It's always good to confront the fear in a dream, and avoid waking up before finding out what happens. Not always possible, due to not being able to sleep late, having to get up and go to work, etc...
If you can, try to see the dream through and not wake up due to "cowardice" in the dream. We are all cowards at some time or another in dreams. The exercise in dreaming is to face fears and defeat them. I've been shot, chased by monsters and even confronted by robots. Sometimes I get caught or killed. But sometimes whatever I need to deal with the problem magically appears. Or help comes. When it does it is always a beautiful woman, and not of this world either.
Another interesting thing I've heard about dreams, is everyone in the dream is you or a different part of you. I.e, the bad guy in a dream with a gun or trying to beat you up is actually you. That's a nightmare, because you are faced with defending yourself against yourself, you run or you kill the bad guy. It's an eye opener when you shoot someone that's going to, or at least you think they're going to shoot you in a dream.
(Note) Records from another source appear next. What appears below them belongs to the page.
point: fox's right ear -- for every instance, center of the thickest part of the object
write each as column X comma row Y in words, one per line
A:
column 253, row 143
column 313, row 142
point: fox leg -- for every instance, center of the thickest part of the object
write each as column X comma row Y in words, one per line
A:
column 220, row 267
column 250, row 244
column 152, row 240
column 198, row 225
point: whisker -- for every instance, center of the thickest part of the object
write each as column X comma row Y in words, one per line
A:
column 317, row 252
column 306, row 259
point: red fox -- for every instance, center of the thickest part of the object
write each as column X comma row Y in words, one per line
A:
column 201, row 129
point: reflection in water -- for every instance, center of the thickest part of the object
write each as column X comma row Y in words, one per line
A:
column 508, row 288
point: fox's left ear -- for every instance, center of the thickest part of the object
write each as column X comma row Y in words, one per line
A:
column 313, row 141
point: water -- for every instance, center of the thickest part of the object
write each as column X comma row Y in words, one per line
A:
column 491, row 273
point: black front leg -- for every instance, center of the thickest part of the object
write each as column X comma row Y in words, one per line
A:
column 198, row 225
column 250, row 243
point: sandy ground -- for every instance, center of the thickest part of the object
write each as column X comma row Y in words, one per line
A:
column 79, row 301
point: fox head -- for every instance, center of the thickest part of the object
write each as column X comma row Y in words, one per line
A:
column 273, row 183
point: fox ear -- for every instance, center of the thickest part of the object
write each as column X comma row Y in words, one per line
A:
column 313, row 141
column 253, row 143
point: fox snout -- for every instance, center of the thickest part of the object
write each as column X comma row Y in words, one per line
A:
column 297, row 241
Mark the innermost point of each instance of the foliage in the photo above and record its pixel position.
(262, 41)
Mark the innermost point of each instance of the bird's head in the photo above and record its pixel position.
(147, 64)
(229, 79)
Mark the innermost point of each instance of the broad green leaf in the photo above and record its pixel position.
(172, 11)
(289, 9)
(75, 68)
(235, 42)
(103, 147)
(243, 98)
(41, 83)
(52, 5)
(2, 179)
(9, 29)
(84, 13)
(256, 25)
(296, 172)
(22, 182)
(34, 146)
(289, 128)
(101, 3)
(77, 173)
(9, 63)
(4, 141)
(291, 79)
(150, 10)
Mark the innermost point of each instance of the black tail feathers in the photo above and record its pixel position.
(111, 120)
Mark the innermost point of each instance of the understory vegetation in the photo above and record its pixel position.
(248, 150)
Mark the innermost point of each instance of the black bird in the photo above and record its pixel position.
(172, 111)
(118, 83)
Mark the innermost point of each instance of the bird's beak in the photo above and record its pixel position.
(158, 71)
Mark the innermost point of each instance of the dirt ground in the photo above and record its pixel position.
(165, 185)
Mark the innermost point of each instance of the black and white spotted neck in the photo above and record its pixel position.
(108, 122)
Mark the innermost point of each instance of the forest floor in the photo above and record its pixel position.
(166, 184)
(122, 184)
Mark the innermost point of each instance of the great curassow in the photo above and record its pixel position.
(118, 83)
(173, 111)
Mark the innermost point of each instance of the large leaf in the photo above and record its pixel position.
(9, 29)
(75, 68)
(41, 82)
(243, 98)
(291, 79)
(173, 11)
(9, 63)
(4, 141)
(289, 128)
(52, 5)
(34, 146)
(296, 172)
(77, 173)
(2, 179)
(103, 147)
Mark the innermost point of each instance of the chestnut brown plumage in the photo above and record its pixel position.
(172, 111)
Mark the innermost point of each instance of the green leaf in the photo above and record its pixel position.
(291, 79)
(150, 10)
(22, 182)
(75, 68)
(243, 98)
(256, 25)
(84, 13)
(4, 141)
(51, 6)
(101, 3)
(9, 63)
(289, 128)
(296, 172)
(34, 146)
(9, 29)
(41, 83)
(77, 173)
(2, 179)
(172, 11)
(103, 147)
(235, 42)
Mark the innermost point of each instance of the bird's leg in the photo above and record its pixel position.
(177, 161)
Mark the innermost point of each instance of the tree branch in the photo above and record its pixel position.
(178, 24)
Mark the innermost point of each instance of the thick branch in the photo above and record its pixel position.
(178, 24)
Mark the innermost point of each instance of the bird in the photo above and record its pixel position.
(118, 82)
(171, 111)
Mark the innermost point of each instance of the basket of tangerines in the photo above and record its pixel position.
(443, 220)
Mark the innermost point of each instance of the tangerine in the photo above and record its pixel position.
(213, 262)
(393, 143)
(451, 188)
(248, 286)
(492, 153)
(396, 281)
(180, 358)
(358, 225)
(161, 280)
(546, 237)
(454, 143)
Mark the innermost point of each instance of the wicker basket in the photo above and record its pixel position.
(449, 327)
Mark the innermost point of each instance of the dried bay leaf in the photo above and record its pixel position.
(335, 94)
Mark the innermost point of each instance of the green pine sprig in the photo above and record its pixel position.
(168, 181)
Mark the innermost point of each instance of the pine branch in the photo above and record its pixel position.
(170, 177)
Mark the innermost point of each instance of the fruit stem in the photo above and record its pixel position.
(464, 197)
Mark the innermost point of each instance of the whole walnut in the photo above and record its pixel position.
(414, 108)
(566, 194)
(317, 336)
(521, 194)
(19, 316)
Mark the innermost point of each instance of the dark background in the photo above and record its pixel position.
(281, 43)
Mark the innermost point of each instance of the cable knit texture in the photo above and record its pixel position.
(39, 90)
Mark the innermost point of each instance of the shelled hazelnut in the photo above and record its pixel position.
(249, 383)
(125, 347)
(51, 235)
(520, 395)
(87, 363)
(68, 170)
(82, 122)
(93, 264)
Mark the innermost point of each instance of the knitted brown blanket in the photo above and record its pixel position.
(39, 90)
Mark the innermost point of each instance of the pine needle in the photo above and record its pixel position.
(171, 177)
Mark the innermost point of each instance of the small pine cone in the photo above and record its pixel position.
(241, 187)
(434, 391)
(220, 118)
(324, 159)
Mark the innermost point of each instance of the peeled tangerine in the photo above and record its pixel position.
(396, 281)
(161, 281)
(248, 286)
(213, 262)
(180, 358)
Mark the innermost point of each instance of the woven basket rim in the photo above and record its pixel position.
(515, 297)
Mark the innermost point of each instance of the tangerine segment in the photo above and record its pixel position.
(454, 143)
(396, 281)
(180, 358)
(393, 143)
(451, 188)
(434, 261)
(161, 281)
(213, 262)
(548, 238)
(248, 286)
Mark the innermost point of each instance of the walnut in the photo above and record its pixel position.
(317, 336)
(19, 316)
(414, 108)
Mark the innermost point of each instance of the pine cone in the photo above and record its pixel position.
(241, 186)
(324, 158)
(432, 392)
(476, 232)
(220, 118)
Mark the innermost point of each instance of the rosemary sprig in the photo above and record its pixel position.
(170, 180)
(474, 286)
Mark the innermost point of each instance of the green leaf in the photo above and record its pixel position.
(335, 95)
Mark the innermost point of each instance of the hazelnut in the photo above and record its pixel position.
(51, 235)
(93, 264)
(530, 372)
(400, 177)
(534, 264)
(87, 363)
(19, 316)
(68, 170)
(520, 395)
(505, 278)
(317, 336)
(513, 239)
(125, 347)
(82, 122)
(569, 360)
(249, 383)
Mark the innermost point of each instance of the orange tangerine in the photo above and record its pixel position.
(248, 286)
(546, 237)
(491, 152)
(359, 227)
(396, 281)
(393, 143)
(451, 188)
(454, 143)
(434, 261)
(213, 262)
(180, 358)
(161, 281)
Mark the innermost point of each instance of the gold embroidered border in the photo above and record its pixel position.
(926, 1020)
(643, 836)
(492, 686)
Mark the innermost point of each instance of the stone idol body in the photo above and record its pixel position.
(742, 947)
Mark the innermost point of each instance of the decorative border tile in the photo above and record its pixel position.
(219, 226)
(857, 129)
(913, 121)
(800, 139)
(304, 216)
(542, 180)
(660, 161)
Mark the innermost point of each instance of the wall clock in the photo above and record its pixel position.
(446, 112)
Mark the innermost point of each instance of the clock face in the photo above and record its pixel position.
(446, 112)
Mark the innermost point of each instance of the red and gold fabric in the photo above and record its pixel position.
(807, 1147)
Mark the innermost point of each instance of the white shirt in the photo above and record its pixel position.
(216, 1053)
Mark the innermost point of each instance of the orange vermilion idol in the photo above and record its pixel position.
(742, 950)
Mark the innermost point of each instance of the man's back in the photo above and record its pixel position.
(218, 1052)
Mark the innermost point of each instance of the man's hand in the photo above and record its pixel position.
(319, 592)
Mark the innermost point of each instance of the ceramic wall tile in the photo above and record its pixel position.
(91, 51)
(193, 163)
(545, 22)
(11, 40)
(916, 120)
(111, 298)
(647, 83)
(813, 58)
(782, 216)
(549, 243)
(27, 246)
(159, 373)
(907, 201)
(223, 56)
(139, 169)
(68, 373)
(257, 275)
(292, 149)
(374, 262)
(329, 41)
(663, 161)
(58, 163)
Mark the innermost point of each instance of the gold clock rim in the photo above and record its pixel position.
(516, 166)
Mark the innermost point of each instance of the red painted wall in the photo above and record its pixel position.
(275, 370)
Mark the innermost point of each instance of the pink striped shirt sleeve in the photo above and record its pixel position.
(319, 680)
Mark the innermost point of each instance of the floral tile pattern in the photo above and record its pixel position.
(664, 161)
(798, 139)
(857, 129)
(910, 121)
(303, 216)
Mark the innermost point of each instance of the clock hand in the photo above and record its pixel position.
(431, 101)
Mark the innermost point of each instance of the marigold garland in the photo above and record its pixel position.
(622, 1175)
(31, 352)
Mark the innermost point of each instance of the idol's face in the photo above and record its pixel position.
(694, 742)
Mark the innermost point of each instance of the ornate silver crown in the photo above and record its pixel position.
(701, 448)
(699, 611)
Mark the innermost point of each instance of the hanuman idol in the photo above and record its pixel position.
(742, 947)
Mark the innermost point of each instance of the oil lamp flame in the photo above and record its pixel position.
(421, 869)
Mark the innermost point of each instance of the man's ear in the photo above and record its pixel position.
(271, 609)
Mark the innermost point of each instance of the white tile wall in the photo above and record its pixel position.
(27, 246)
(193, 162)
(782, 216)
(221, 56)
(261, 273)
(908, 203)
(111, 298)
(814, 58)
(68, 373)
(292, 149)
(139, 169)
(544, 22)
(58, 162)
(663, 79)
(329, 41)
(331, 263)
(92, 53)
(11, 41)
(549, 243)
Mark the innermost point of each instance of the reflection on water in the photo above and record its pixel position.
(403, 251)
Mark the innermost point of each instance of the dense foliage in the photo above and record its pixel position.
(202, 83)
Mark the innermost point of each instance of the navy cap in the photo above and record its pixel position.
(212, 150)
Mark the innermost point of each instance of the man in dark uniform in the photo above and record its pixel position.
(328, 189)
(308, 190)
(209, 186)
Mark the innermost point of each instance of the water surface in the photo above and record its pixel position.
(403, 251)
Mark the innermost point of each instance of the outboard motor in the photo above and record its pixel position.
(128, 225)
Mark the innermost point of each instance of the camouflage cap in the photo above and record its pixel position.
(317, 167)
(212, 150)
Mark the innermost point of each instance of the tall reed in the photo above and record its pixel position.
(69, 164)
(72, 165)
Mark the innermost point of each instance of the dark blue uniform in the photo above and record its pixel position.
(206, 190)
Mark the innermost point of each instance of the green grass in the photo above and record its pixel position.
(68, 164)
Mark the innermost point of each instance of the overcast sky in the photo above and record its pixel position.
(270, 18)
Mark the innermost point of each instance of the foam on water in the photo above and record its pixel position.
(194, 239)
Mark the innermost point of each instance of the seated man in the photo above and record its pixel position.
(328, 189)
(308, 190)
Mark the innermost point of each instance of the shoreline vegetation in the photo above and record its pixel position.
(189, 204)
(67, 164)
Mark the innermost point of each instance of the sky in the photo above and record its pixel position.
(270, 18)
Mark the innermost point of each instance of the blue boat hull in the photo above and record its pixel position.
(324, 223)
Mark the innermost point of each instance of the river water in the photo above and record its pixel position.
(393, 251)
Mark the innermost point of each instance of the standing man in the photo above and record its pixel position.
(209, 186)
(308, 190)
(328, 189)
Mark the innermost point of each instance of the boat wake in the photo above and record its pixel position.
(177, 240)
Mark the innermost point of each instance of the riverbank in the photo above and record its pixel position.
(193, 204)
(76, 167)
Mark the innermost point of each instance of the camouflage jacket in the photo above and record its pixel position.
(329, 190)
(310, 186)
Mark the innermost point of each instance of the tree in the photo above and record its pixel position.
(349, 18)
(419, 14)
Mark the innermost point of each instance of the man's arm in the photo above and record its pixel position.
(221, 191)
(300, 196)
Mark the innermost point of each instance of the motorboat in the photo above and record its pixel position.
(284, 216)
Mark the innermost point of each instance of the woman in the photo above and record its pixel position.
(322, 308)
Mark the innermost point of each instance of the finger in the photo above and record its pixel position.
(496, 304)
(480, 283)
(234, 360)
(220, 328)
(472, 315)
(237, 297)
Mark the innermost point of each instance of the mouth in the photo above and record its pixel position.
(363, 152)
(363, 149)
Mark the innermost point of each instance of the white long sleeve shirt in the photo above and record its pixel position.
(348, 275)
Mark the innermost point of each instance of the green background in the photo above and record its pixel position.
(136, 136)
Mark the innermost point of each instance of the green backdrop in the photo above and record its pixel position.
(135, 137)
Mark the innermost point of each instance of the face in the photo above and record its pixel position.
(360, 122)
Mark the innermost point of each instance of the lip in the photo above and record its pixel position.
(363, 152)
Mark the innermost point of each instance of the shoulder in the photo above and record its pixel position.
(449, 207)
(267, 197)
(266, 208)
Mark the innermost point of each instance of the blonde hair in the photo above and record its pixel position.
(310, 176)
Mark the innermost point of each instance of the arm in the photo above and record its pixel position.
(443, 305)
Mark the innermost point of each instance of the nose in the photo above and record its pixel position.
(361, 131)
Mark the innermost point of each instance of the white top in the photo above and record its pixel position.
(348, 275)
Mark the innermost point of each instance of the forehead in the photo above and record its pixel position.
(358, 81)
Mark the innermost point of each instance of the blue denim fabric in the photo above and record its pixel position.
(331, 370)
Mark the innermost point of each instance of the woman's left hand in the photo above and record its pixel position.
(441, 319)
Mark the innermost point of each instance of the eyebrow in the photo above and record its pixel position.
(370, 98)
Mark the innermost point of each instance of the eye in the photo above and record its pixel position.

And where the heck did that 1911 .45 come from you have in your hand??? That's how dreams work.
The most vivid pleasant dream I've ever had was when the space woman took me to a space station under construction. It was the shape of the 2001 Odyssey space station, wheel shaped. I asked her how big it was. (We were in a section where the curvature was evident, with 100 ft wide corridors running the length of about 400 yards visible to me.) She said the station was about 50 miles in diameter, and she brought me up there to see it, though it was still under construction.
I woke up then, but it was so real I swear I was there.
It was absolutely beautiful beyond description.
I dreamed that 5 years ago!!!
If I may take the liberty to be speculative here JB73, it sounds like you were the pilot of the B-25 Mitchell. You and your friend knew about the danger ahead and tried to warn the pilot, which was you. You may have crashed the plane because you are troubled about something and have a decision to make perhaps, and can't decide.
Anyway, dreams are always strange because it's when the subconscious is at full tilt, without the logic and restraint of the everyday conscious mind. Anything goes in a dream. It's how the brain reorganizes itself, and there's nothing to fear. To the contrary. Go with it.
The Spanish painter Goya described it best when he did an etching titled "The Sleep of Reason produces Monsters."